8.2.2. Combiner mesures standard et relatives. Combiner repères standard et ad hoc

Dans les foyers observés, de très nombreuses pratiques organisationnelles mobilisent des mesures relatives standard (non-autonomes)551 et des repères ad hoc 552, ainsi que des mesures et des repères chronométriques standard (autonomes et non-autonomes)553. Des exemples seront donnés, afin de montrer comment les acteurs décrivent et appréhendent temporellement le contexte. Comme nous l’avons ébauché plus haut, mesures et repères de nature différente se combinent sans cesse au cours de la gestion pratique quotidienne des activités domestiques.

Notes
551.

« Dans un quart d’heure » est un repère temporel standard mais la référence est indexée. Il faut connaître le moment de production de cet énoncé pour calculer le quand référentiel, le moment « objectif » auquel fait référence l’énoncé.

552.

Nous préférons parler de ressources ad hoc plutôt que indexicales dans la mesure où la valeur temporelle absolue d’un énoncé tel que « dans 10 minutes » ne peut être induite que si l’on connaît l’heure à laquelle le locuteur s’exprime. Ainsi, de nombreuses expressions duratives seront à la fois basées sur le temps standard (ou mécanique) et indexicales. Le terme ad hoc se réfère ici aux manières de marquer le temps de l’action (durée, rythme, ordre, initiations et clôtures) par des moyens lexicaux et des opérations cognitives autres que celles s’appuyant sur des secondes, des minutes, des jours, etc.). Plus classiquement, en sémantique pragmatique, Moeschler (1993) distingue expressions temporelles autonomes et non-autonomes du point de vue de la saturation référentielle (28 janvier 2010 vs. hier, par exemple), c’est-à- dire nécessitant ou pas d’informations supplémentaires pour le calcul de la référence temporelle. L’auteur distingue deux types d’expressions temporelles non-autonomes : les déictiques, qui reçoivent une référence temporelle relativement au moment de l’énonciation et les anaphoriques, qui ont besoin d’une autre expression temporelle pour assigner une référence à l’énoncé qu’elles déterminent.
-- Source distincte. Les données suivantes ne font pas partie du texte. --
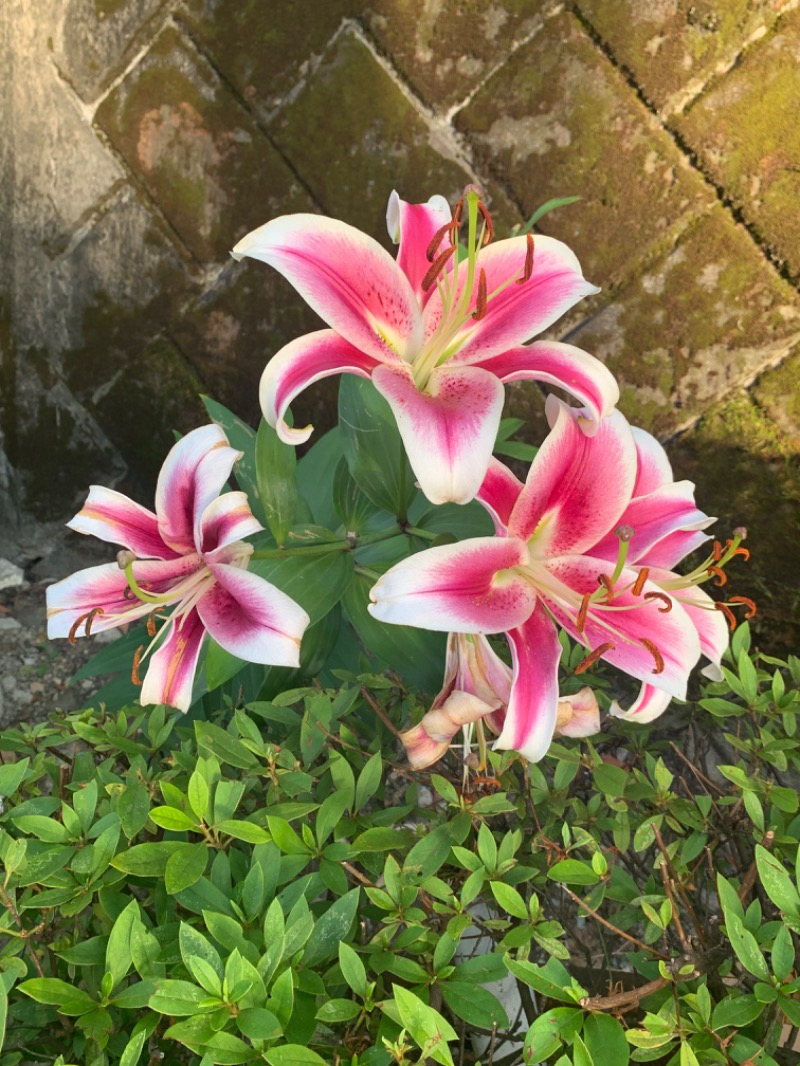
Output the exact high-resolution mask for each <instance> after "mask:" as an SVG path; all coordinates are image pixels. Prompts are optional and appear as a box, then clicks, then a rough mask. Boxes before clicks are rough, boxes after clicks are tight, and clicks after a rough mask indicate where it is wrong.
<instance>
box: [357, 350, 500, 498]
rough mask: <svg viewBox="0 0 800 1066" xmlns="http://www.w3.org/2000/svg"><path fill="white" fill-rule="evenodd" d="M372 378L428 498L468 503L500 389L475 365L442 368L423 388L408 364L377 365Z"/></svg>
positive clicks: (432, 375) (493, 444)
mask: <svg viewBox="0 0 800 1066" xmlns="http://www.w3.org/2000/svg"><path fill="white" fill-rule="evenodd" d="M372 382H373V384H374V386H375V388H377V389H378V391H379V392H381V393H382V394H383V395H384V397H385V398H386V400H388V402H389V405H390V406H391V409H393V411H394V414H395V419H396V421H397V426H398V430H399V431H400V436H401V437H402V440H403V445H404V447H405V452H406V454H407V456H409V462H410V463H411V467H412V470H413V471H414V473H415V474H416V475H417V479H418V481H419V487H420V488H421V489H422V491H423V492H425V495H426V496H427V497H428V499H429V500H430V501H431V503H447V502H449V501H451V502H453V503H468V502H469V501H470V500H473V499H474V498H475V496H476V494H477V491H478V489H479V488H480V485H481V482H482V481H483V478H484V474H485V472H486V468H487V467H489V462H490V459H491V457H492V449H493V448H494V443H495V440H496V438H497V429H498V426H499V424H500V415H501V414H502V404H503V400H505V395H503V388H502V385H501V384H500V382H498V379H497V378H496V377H495V376H494V374H490V373H487V372H486V371H485V370H480V369H479V368H477V367H453V368H450V367H448V366H444V367H441V368H439V369H437V370H434V371H433V373H432V374H431V376H430V378H429V381H428V385H427V386H426V389H425V391H423V392H420V391H419V389H418V388H417V386H416V384H415V382H414V377H413V376H412V372H411V369H410V368H409V367H406V366H404V367H385V366H384V367H377V368H375V370H374V372H373V374H372Z"/></svg>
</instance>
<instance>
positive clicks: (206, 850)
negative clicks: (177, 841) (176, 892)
mask: <svg viewBox="0 0 800 1066" xmlns="http://www.w3.org/2000/svg"><path fill="white" fill-rule="evenodd" d="M207 861H208V849H207V847H206V845H205V844H204V843H198V844H186V845H185V846H183V847H182V849H181V850H180V851H179V852H174V853H173V854H172V855H171V856H170V858H169V859H167V860H166V867H165V869H164V887H165V888H166V891H167V892H169V893H170V894H171V895H174V894H175V893H176V892H180V891H182V889H185V888H190V887H191V886H192V885H194V883H195V882H197V881H199V879H201V877H202V876H203V874H204V873H205V872H206V863H207Z"/></svg>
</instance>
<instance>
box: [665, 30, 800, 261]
mask: <svg viewBox="0 0 800 1066" xmlns="http://www.w3.org/2000/svg"><path fill="white" fill-rule="evenodd" d="M780 27H781V32H780V33H779V34H777V35H774V36H772V37H770V38H769V39H765V41H764V42H762V43H759V44H758V46H757V47H755V48H753V49H752V51H751V52H749V53H748V54H747V55H746V56H745V58H743V60H742V61H741V63H740V64H739V65H738V66H737V68H736V69H735V70H734V71H732V72H731V74H730V75H729V76H727V78H725V79H724V80H723V81H721V82H720V84H719V85H718V86H717V87H715V88H713V90H711V91H710V92H709V93H708V94H707V95H705V96H703V97H702V98H701V99H700V100H698V102H697V103H695V104H694V106H693V107H692V108H691V109H690V110H689V111H688V112H687V114H686V115H685V116H684V117H683V118H682V119H679V120H678V124H677V125H678V128H679V130H681V132H682V134H683V135H684V136H685V138H686V140H687V142H688V143H689V144H690V145H691V147H692V148H693V149H694V150H695V151H697V152H698V155H699V156H700V158H701V160H702V164H703V166H705V167H706V168H707V171H708V173H709V174H710V175H711V176H713V178H714V180H715V181H717V182H718V183H719V184H720V185H721V187H722V188H724V190H725V195H726V196H729V197H730V198H731V199H732V200H733V203H734V204H735V205H736V206H737V207H739V208H740V209H741V211H742V214H743V215H745V217H746V219H747V220H748V222H749V223H750V224H751V225H752V226H753V227H754V229H755V230H756V231H757V233H758V237H759V238H761V239H762V240H763V242H764V243H765V244H766V245H767V246H768V247H769V248H770V249H771V252H772V253H773V255H774V256H775V257H777V258H778V259H779V260H781V261H782V262H785V263H786V266H787V268H788V270H789V272H790V273H791V275H793V277H794V278H795V279H796V280H798V279H800V212H798V204H800V166H799V165H798V159H800V122H798V115H800V12H797V13H795V14H791V15H787V16H785V18H784V19H782V20H781V23H780Z"/></svg>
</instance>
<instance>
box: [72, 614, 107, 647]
mask: <svg viewBox="0 0 800 1066" xmlns="http://www.w3.org/2000/svg"><path fill="white" fill-rule="evenodd" d="M105 613H106V612H105V611H103V610H102V608H101V607H93V608H92V610H91V611H86V613H85V614H82V615H81V616H80V618H76V619H75V621H74V623H73V626H71V628H70V630H69V633H68V634H67V640H68V641H69V643H70V644H77V635H78V630H79V629H80V628H81V626H84V633H85V634H86V636H91V635H92V623H93V621H94V620H95V618H96V617H97V615H98V614H105Z"/></svg>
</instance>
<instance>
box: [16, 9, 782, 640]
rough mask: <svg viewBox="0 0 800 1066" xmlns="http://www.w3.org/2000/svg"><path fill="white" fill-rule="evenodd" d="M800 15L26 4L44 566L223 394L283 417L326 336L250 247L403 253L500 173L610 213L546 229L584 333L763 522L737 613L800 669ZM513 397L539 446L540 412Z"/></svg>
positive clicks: (28, 274) (30, 252)
mask: <svg viewBox="0 0 800 1066" xmlns="http://www.w3.org/2000/svg"><path fill="white" fill-rule="evenodd" d="M797 9H798V4H797V2H788V3H782V2H780V0H763V2H753V0H700V2H691V3H689V2H688V0H654V2H649V3H643V2H642V0H617V2H614V3H608V2H607V0H577V2H576V3H573V4H563V3H553V2H543V0H506V2H499V0H367V2H359V0H4V3H3V4H2V5H0V56H1V58H0V63H1V64H2V66H0V94H1V95H0V98H2V100H3V101H4V104H3V122H4V136H3V138H0V227H2V229H1V230H0V236H1V237H2V247H3V249H4V252H3V256H2V259H1V260H0V279H1V284H2V291H1V292H0V354H1V356H2V371H1V381H2V389H3V398H2V411H1V413H0V418H1V420H0V434H1V437H2V450H1V451H0V490H1V491H2V496H1V497H0V522H1V523H2V530H1V532H3V534H4V537H3V539H4V542H5V543H13V542H15V543H16V544H17V548H16V549H15V550H16V552H17V561H20V562H21V563H23V564H26V563H28V562H30V558H31V553H32V549H30V546H29V547H28V548H27V547H26V545H27V544H29V542H30V540H31V537H32V534H31V530H34V531H35V530H36V529H41V528H42V526H41V523H47V524H46V526H45V527H44V528H45V529H46V530H48V531H50V530H51V529H52V526H51V524H50V523H52V522H57V521H58V522H60V521H62V520H63V519H64V518H66V517H68V516H69V515H70V514H71V513H73V511H74V510H75V508H76V507H77V506H78V505H79V504H80V502H81V500H82V497H83V496H84V494H85V490H86V487H87V485H89V484H90V483H92V482H96V483H101V484H108V485H117V486H121V487H123V488H124V489H125V490H127V491H129V492H131V494H133V495H141V496H142V498H143V499H146V498H147V494H148V492H149V490H150V488H151V484H153V479H154V474H155V471H156V470H157V468H158V466H159V464H160V461H161V458H162V456H163V454H164V452H165V450H166V448H167V447H169V443H170V441H171V440H172V430H173V429H177V430H181V431H186V430H188V429H190V427H191V426H193V425H195V424H197V422H198V420H199V419H202V418H203V411H202V406H201V404H199V401H198V399H197V393H198V392H201V391H206V392H208V393H210V394H211V395H213V397H214V398H215V399H219V400H221V401H223V402H225V403H227V404H229V405H230V406H233V407H235V408H236V409H237V410H238V411H240V413H241V414H242V415H244V416H245V417H247V418H249V419H251V420H255V419H256V418H257V415H258V411H257V405H256V399H255V398H256V384H257V379H258V375H259V373H260V371H261V369H262V366H263V364H265V361H266V359H267V358H268V357H269V356H270V355H271V354H272V353H274V352H275V351H276V350H277V349H278V348H279V346H281V345H282V344H284V343H285V342H286V341H287V340H289V339H290V338H291V337H294V336H297V335H298V334H300V333H303V332H306V330H307V329H309V328H313V327H314V325H315V319H314V316H313V314H311V313H310V312H309V311H308V310H307V309H306V308H305V307H304V305H303V304H302V302H301V301H300V300H299V298H298V297H297V296H295V295H294V293H293V292H292V290H291V289H290V288H289V287H288V285H286V284H285V282H284V281H283V280H282V279H281V278H279V277H278V276H277V275H275V274H274V273H272V272H271V271H269V270H268V269H267V268H266V266H263V265H262V264H258V263H252V262H251V263H246V262H245V263H241V264H237V263H235V262H234V261H233V260H231V259H230V258H229V257H228V249H229V248H230V247H231V246H233V245H234V244H235V243H236V241H237V240H238V239H239V238H240V237H241V236H242V235H243V233H245V232H246V231H247V230H250V229H251V228H253V227H255V226H257V225H259V224H261V223H263V222H266V221H268V220H269V219H270V217H272V216H274V215H275V214H279V213H284V212H289V211H318V212H324V213H329V214H333V215H336V216H338V217H341V219H345V220H347V221H348V222H351V223H354V224H355V225H357V226H359V227H362V228H364V229H366V230H368V231H369V232H371V233H372V235H374V236H377V237H381V238H383V235H384V233H385V224H384V211H385V204H386V198H387V196H388V193H389V191H390V190H391V189H393V188H397V189H398V191H399V192H400V193H401V195H402V196H403V197H404V198H405V199H411V200H413V199H427V198H428V197H429V196H430V195H431V194H432V193H433V192H441V193H444V194H445V195H447V196H448V197H450V198H452V199H454V198H455V197H457V196H458V194H459V192H460V190H461V189H462V188H463V185H464V184H465V183H466V182H469V181H477V182H478V183H479V184H480V185H481V187H482V188H483V189H484V190H485V191H486V194H487V196H489V198H490V200H491V205H492V208H493V212H494V213H495V216H496V223H497V226H498V228H499V229H500V230H502V229H503V228H506V229H507V228H508V227H510V226H511V225H513V224H514V223H515V222H518V221H519V220H522V219H523V217H525V216H527V215H528V214H529V213H530V212H531V211H532V210H533V209H534V208H537V207H538V206H539V205H540V204H541V203H543V201H544V200H546V199H547V198H549V197H551V196H565V195H573V194H579V195H580V196H581V197H582V199H581V201H580V203H579V204H576V205H573V206H572V207H569V208H563V209H561V210H560V211H558V212H556V213H554V214H551V215H548V216H547V217H546V219H545V220H544V222H543V224H542V229H543V231H545V232H548V233H551V235H554V236H556V237H559V238H562V239H563V240H565V241H567V242H569V243H570V244H571V245H572V246H573V247H574V248H575V251H576V252H577V254H578V255H579V257H580V259H581V263H582V264H583V269H585V272H586V274H587V276H588V277H589V278H590V279H592V280H593V281H595V282H597V284H598V285H601V286H602V287H603V291H602V292H601V294H599V295H598V296H595V297H593V298H592V300H591V301H585V302H583V303H582V304H581V305H580V306H579V307H578V308H576V309H575V310H574V311H573V313H572V314H571V317H570V319H569V321H566V322H562V323H560V324H559V326H558V329H557V333H556V335H557V336H560V337H562V338H569V339H570V340H571V341H573V342H575V343H577V344H579V345H581V346H582V348H586V349H587V350H589V351H591V352H593V353H595V354H596V355H598V356H599V357H602V358H603V359H605V360H606V361H607V364H608V365H609V367H611V369H612V370H613V371H614V373H617V374H618V375H619V377H620V381H621V384H622V390H623V401H622V406H623V409H624V410H625V413H626V414H627V415H628V416H629V417H631V418H633V419H635V420H636V421H638V422H640V423H641V424H643V425H645V426H646V427H649V429H651V430H653V431H654V432H655V433H657V434H658V435H659V436H660V437H661V438H662V439H665V440H668V441H670V445H669V447H670V450H671V454H672V456H673V459H674V464H675V467H676V470H677V472H678V473H679V474H681V475H684V477H690V478H692V479H693V480H695V481H697V482H698V483H699V500H700V502H701V505H703V506H705V507H706V510H709V511H711V512H714V513H716V514H718V515H720V519H721V531H722V533H723V535H725V532H726V531H729V530H730V529H731V528H732V527H733V526H738V524H741V523H747V524H748V526H749V527H750V529H751V537H750V542H749V544H750V547H751V548H752V549H753V551H754V560H753V562H752V564H751V568H750V569H749V570H748V571H746V572H745V574H743V575H742V577H741V580H740V582H739V583H738V586H737V588H736V592H737V593H740V594H742V595H750V596H753V597H755V598H756V599H758V601H759V605H761V609H762V612H761V614H762V617H763V618H764V619H766V625H767V627H768V628H769V633H770V639H771V640H773V641H778V642H780V643H781V644H788V645H790V646H795V647H797V637H798V632H799V627H800V533H799V532H798V502H799V499H800V469H799V464H798V453H799V452H800V293H799V291H798V284H799V281H800V208H799V207H798V205H799V204H800V124H798V122H797V115H798V114H799V113H800V72H799V71H800V12H798V10H797ZM334 394H335V393H334V391H333V389H332V386H331V383H323V384H321V385H320V386H319V387H317V388H316V389H314V390H309V392H308V393H307V395H306V397H305V398H304V409H303V410H301V411H300V417H304V418H309V419H310V420H313V421H315V422H316V423H317V424H318V425H324V424H325V421H326V420H330V418H331V407H332V404H333V402H334V401H333V397H334ZM510 400H511V406H512V407H513V409H514V410H515V411H516V413H522V414H523V415H525V416H526V417H527V418H529V419H530V421H531V422H532V423H533V425H534V426H535V427H537V433H538V432H539V427H541V397H540V394H539V392H538V391H537V390H535V389H534V388H523V387H518V388H514V389H513V390H512V391H511V394H510ZM37 523H38V524H37ZM48 535H49V534H48ZM33 539H35V537H33ZM41 542H42V538H41V537H39V539H38V540H37V542H36V543H37V545H38V546H37V548H36V551H37V552H38V553H41V551H42V550H43V549H42V543H41ZM27 551H28V554H26V552H27ZM4 553H6V554H9V552H4Z"/></svg>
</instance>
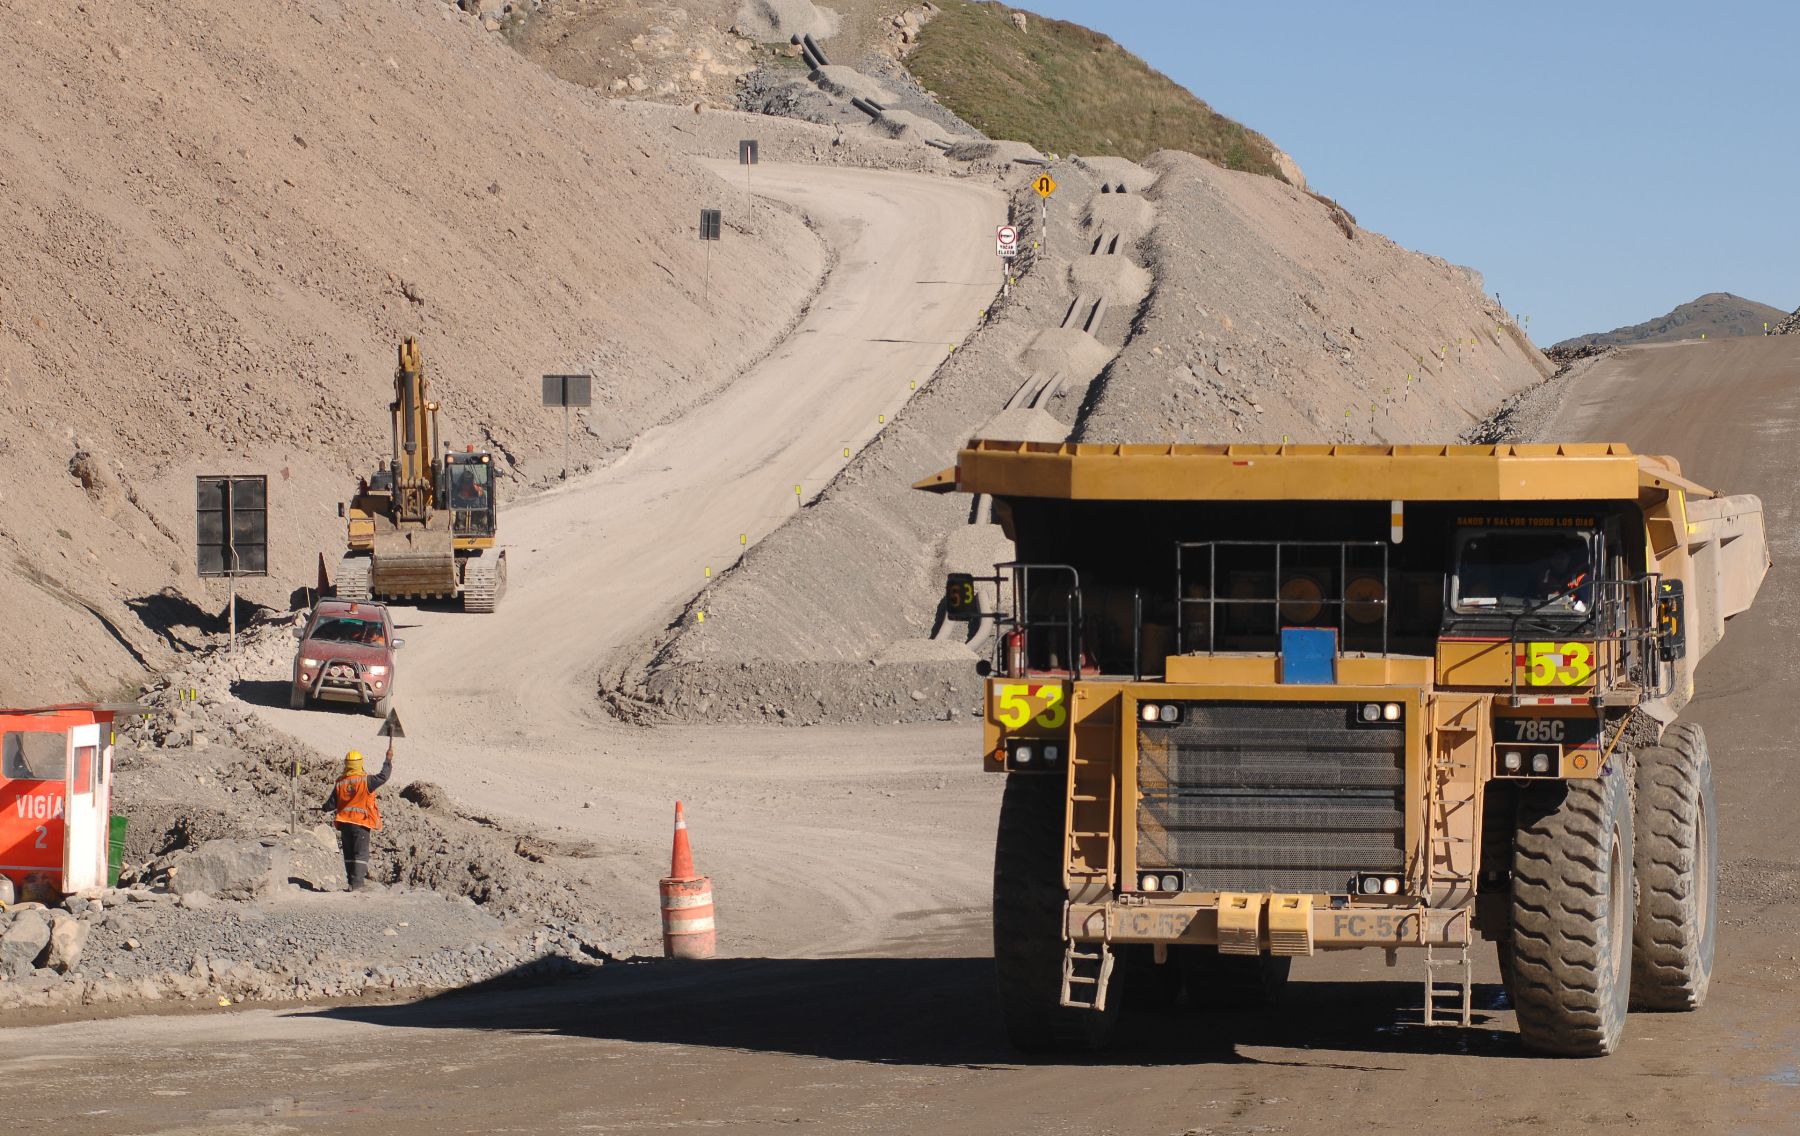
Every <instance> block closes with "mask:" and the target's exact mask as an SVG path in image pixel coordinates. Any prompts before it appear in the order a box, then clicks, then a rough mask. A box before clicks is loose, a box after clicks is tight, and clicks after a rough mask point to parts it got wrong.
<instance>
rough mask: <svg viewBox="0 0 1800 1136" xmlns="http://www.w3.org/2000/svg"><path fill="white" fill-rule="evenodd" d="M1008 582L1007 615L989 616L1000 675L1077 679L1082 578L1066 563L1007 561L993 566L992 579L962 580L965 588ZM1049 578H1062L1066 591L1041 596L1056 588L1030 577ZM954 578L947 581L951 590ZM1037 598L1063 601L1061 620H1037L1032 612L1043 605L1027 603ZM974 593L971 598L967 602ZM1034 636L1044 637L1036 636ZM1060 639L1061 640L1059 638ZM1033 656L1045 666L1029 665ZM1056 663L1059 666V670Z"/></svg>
mask: <svg viewBox="0 0 1800 1136" xmlns="http://www.w3.org/2000/svg"><path fill="white" fill-rule="evenodd" d="M1008 573H1010V578H1012V614H1008V612H994V628H995V634H994V641H995V650H997V654H999V668H1001V673H1008V675H1022V673H1067V675H1071V677H1073V679H1080V677H1082V659H1084V654H1082V574H1080V573H1078V571H1075V567H1071V565H1067V563H1028V562H1022V560H1008V562H1004V563H995V565H994V576H986V578H977V576H965V578H963V580H968V582H970V583H972V582H974V580H985V582H988V583H994V585H995V587H999V585H1004V583H1006V580H1008ZM1044 576H1051V578H1053V580H1055V578H1058V576H1067V591H1062V592H1057V591H1051V592H1049V594H1048V596H1046V594H1044V591H1042V589H1044V587H1049V589H1055V587H1057V585H1055V583H1049V585H1042V583H1035V582H1033V578H1037V580H1042V578H1044ZM954 585H956V578H952V587H954ZM1033 596H1037V598H1039V600H1040V601H1042V600H1058V598H1060V600H1062V616H1060V618H1048V619H1042V618H1037V614H1035V612H1037V610H1040V609H1042V607H1044V603H1037V605H1033V603H1031V600H1033ZM972 600H974V594H970V601H972ZM1033 632H1044V634H1042V636H1040V637H1039V636H1033ZM1058 634H1060V637H1058ZM1057 646H1062V650H1064V652H1066V655H1067V657H1066V659H1060V657H1058V655H1057ZM1035 652H1042V657H1044V663H1042V664H1033V663H1031V657H1033V654H1035ZM1058 663H1060V666H1058Z"/></svg>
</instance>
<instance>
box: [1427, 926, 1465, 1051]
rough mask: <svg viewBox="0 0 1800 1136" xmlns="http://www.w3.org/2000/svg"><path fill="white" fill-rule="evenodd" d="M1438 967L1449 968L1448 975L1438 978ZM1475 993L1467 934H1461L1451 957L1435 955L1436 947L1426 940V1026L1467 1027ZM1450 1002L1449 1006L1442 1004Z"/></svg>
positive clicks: (1445, 969) (1441, 968) (1449, 1003)
mask: <svg viewBox="0 0 1800 1136" xmlns="http://www.w3.org/2000/svg"><path fill="white" fill-rule="evenodd" d="M1438 970H1449V972H1451V976H1449V978H1438ZM1472 992H1474V967H1472V965H1471V963H1469V934H1467V933H1465V934H1463V942H1462V947H1458V949H1456V954H1454V956H1453V958H1442V956H1438V954H1435V947H1433V945H1431V943H1426V1010H1424V1024H1427V1026H1462V1028H1465V1030H1467V1028H1469V1014H1471V1005H1472ZM1445 1001H1449V1005H1445Z"/></svg>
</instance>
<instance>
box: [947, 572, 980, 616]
mask: <svg viewBox="0 0 1800 1136" xmlns="http://www.w3.org/2000/svg"><path fill="white" fill-rule="evenodd" d="M943 618H945V619H950V621H952V623H976V621H977V619H981V601H979V600H977V598H976V578H974V576H972V574H970V573H950V574H949V576H947V578H945V582H943Z"/></svg>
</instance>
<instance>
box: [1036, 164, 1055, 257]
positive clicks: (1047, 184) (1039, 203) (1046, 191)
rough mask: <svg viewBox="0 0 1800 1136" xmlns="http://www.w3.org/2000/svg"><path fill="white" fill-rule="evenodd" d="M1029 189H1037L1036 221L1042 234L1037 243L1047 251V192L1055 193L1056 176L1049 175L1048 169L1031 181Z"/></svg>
mask: <svg viewBox="0 0 1800 1136" xmlns="http://www.w3.org/2000/svg"><path fill="white" fill-rule="evenodd" d="M1031 189H1035V191H1037V223H1039V229H1040V230H1042V234H1040V236H1039V238H1037V243H1039V245H1040V247H1042V248H1044V252H1046V254H1048V252H1049V194H1053V193H1057V178H1053V176H1049V171H1046V173H1040V175H1037V180H1035V182H1031Z"/></svg>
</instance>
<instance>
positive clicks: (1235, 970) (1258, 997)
mask: <svg viewBox="0 0 1800 1136" xmlns="http://www.w3.org/2000/svg"><path fill="white" fill-rule="evenodd" d="M1181 954H1183V960H1181V965H1183V970H1184V972H1186V979H1188V1005H1190V1006H1193V1008H1195V1010H1249V1008H1255V1006H1273V1005H1276V1003H1278V1001H1282V994H1283V992H1285V990H1287V974H1289V970H1292V967H1294V960H1292V958H1289V956H1285V954H1282V956H1274V954H1256V956H1249V954H1219V947H1181Z"/></svg>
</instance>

Notre corpus serait une base très riche pour revisiter la pragmatique de la temporalité à l’aune d’une approche écologique de l’interaction et de la communication sociale qui intègrerait systématiquement les opérations cognitives distribuées.

553.

« A 19 heures » est un repère temporel standard absolu, autonome, qui pointe le moment « objectif » auquel fait référence l’énoncé. L’aspect référentiel, du point de vue de la sémantique classique, ne pose pas problème.